Plus tard, lorsqu'il eut vu où cette science le conduisait et combien elle le faisait dévier de la route qu'il eût voulu suivre, il ajoutait à ces mots: La reine sait tout!
—Et cependant elle fait plus de sottises que moi, qui ne suis qu'un âne!
Mais il n'en commença pas moins à subir l'influence de cet esprit supérieur, et il se soumit aux leçons qu'elle lui proposa: elle lui apprit littéralement, comme nous l'avons déjà dit, à lire et à écrire; mais ce qu'elle ne put lui apprendre, ce furent ces façons élégantes des cours du Nord, ce soin de soi-même, si rare surtout dans les pays chauds, où l'eau devrait être non-seulement un besoin, mais encore un plaisir; cette sympathie féminine pour les fleurs et pour les parfums que la toilette leur demande; ce babillage doux et charmant, enfin, qui semble emprunté moitié au murmure des ruisseaux, moitié au ramage des fauvettes et des rossignols.
La supériorité de Caroline humiliait Ferdinand; la grossièreté de Ferdinand répugnait à Caroline.

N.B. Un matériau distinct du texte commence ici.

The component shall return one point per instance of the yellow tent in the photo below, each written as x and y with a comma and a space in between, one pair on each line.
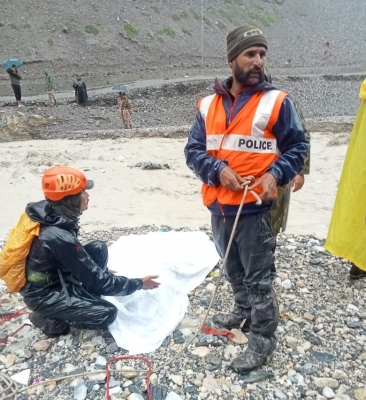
347, 231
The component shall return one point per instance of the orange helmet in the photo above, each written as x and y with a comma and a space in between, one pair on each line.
59, 182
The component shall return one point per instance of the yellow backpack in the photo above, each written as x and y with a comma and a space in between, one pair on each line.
15, 252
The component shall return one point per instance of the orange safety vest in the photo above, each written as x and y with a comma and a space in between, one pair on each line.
247, 144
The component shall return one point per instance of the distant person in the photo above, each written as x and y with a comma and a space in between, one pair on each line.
49, 86
281, 205
125, 109
15, 79
81, 93
347, 231
246, 128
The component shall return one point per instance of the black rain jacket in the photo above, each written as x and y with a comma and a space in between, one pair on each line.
57, 247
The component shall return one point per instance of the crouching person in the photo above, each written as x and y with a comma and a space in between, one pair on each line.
64, 279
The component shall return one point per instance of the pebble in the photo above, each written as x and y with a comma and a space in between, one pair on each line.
201, 351
42, 345
135, 396
328, 392
178, 379
323, 382
286, 284
339, 375
129, 372
230, 352
280, 395
80, 391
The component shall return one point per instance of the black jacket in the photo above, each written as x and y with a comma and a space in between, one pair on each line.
57, 247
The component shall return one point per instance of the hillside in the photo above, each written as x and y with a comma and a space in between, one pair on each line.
106, 38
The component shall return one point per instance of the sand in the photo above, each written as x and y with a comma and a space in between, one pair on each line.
132, 197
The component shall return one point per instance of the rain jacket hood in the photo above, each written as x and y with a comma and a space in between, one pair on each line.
57, 248
44, 213
289, 135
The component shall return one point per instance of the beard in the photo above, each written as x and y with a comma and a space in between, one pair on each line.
245, 78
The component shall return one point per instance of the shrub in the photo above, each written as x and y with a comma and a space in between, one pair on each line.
224, 13
130, 29
91, 30
207, 21
187, 32
195, 14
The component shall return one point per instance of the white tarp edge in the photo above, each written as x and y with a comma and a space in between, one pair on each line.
181, 259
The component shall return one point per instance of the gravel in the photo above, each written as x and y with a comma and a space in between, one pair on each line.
319, 355
174, 105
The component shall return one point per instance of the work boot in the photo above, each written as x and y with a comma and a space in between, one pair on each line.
228, 321
356, 273
47, 325
259, 351
36, 319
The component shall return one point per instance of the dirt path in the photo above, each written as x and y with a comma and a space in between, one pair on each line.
126, 197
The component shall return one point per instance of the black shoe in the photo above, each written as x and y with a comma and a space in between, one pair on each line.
251, 359
228, 321
356, 273
39, 322
36, 319
54, 335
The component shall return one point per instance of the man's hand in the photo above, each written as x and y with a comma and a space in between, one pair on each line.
297, 183
269, 185
231, 180
149, 283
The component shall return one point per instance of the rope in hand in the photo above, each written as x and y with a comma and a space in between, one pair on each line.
247, 181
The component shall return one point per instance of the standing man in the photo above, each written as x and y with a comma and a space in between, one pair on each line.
15, 79
281, 205
125, 109
81, 93
50, 88
246, 128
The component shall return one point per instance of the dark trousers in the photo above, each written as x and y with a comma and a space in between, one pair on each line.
17, 92
87, 309
250, 268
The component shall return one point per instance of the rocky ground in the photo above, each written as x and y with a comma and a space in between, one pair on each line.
321, 352
175, 105
141, 38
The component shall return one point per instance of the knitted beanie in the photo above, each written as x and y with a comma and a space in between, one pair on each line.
243, 37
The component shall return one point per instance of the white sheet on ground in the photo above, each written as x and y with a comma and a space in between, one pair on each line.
181, 259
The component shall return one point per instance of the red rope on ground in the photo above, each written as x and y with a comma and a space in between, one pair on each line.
7, 318
131, 358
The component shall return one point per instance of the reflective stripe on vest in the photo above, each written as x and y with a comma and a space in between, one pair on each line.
247, 144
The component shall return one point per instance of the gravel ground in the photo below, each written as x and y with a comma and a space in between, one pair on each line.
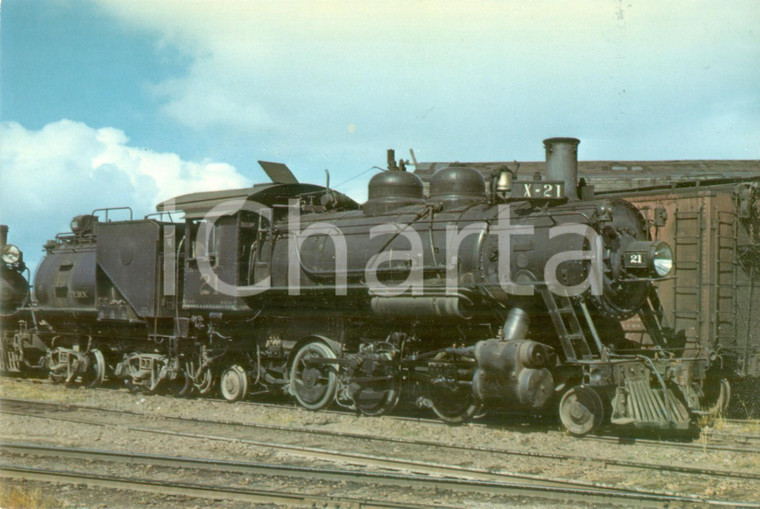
541, 437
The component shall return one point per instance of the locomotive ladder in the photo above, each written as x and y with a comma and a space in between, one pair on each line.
568, 326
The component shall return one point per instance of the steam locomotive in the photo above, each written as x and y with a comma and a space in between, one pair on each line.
491, 292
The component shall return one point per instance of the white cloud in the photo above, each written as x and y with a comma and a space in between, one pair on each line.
70, 168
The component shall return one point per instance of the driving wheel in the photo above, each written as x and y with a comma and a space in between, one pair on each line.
313, 383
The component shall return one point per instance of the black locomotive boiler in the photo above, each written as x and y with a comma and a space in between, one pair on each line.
486, 293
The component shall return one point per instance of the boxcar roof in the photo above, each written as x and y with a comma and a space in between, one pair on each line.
619, 175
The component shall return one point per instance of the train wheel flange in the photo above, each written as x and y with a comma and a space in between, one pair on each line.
234, 383
313, 385
581, 410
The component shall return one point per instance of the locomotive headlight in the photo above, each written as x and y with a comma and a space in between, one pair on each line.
654, 257
662, 259
11, 254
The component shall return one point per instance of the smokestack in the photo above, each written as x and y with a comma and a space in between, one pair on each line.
562, 163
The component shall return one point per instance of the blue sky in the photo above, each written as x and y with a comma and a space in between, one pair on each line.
116, 102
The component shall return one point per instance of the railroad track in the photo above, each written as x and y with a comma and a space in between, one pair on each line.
43, 410
565, 492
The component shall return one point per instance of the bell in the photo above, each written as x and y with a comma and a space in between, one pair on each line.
504, 183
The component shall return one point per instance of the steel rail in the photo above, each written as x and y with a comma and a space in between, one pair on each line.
536, 490
427, 443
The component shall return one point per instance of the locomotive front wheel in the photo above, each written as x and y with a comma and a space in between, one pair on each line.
234, 383
581, 410
204, 383
96, 371
313, 384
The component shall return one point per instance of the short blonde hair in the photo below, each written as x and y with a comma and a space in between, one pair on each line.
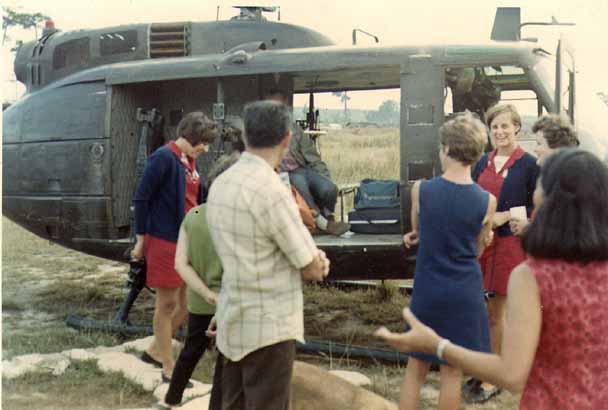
197, 128
499, 109
465, 137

Il est vrai que cette supériorité, incontestable aux yeux de son époux, prévenu, pouvait être, à la rigueur, contestée par les gens véritablement instruits, qui ne voyaient dans le bavardage de la reine que le résultat de cette science superficielle qui gagne en étendue ce qu'elle perd en profondeur. Peut-être, en effet, en la jugeant comme elle devait être jugée, eût-on trouvé en elle plus de babil que de raisonnement, et surtout ce pédantisme particulier aux princes de la maison de Lorraine dont étaient si profondément atteints ses frères Joseph et Léopold: Joseph parlant toujours sans jamais laisser à personne le temps de lui répondre; Léopold, véritable maître d'école, plus fait pour tenir la férule d'Orbelius que le sceptre de Charlemagne.
Ainsi était la reine. Elle avait un petit manuscrit d'écriture très-fine, composé par elle-même à son usage et contenant les opinions des philosophes depuis Pythagore jusqu'à Jean-Jacques Rousseau, et, lorsqu'elle devait recevoir des hommes sur lesquels elle voulait faire une certaine impression, elle repassait son manuscrit, et, selon les circonstances, plaçait dans sa conversation les maximes qu'il contenait.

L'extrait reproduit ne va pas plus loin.